(1991)
Qu’il est difficile encore aujourd’hui de chroniquer ce quatorzième album studio de Queen. "Innuendo" est le dernier album sorti du vivant de Freddie Mercury. Neuf mois après la sortie du disque, le décès du chanteur sera une véritable onde de choc qui dépassera de loin le simple cadre musical et artistique. Il y a d’abord cette illustration qui en ce qui me concerne compose la plus belle pochette d’album du groupe. Puis il y a la musique et là, on touche au sublime.
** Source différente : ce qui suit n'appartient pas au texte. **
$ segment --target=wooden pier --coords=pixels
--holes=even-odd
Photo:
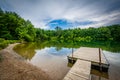
[[[75,63],[63,80],[91,80],[91,68],[108,71],[109,63],[100,48],[80,47],[68,56]]]

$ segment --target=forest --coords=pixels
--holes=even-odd
[[[3,11],[0,8],[0,42],[19,40],[25,42],[60,41],[60,42],[90,42],[90,41],[120,41],[120,25],[89,27],[85,29],[62,29],[56,26],[54,30],[35,28],[29,21],[15,12]]]

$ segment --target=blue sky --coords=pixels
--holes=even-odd
[[[120,24],[120,0],[0,0],[0,7],[42,29]]]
L’album "Innuendo" rejoint sur la haute marche du podium le mythique "A Night At The Opera". Pour moi, "Innuendo" est le meilleur album du groupe, le plus abouti, celui qui réunit le meilleur des deux mondes à savoir le Queen fougueux, grandiloquent, progressif, hard des années soixante-dix et le Queen expérimental, concis, pop, funky, tubesque des années quatre-vingt. Pour résumer au mieux ces décennies de la Reine, deux mots d’ordre : éclectique et inclassable. C’est ce que nous propose Queen avec ces douze nouveaux joyaux incrustés sur compact disc, vinyle ou cassette selon votre choix de support. La production somptueuse met admirablement en valeur le remarquable travail d’écriture et l’inspiration sans limite du groupe. Aucune baisse de régime à constater tout au long de cet album à la fois crépusculaire, enjoué, émouvant, épique et tragique. De la grandiose "Innuendo" qui ouvre l’album en passant par la torturée "I’m Going Slightly Mad", les énergiques "Headlong" et "Ride The Wild Wind", les magnifiques "Don’t Try So Hard" et "These Are The Days Of Our Lives" puis les merveilleuses "I Can’t Live With You" et "All God's People", la fantaisiste "Delilah", la puissante "The Hitman", la délicate "Bijou" jusqu’à la sublime et bouleversante "The Show Must Go On", tout n’est que beauté dans l’univers musical de Freddie Mercury, Brian May, John Deacon et Roger Taylor. Avec cet exceptionnel "Innuendo",
chef-d’œuvre artistique à l’aura prémonitoire, Queen dit adieu au public et à ses fans.
Un chant du cygne poignant et flamboyant.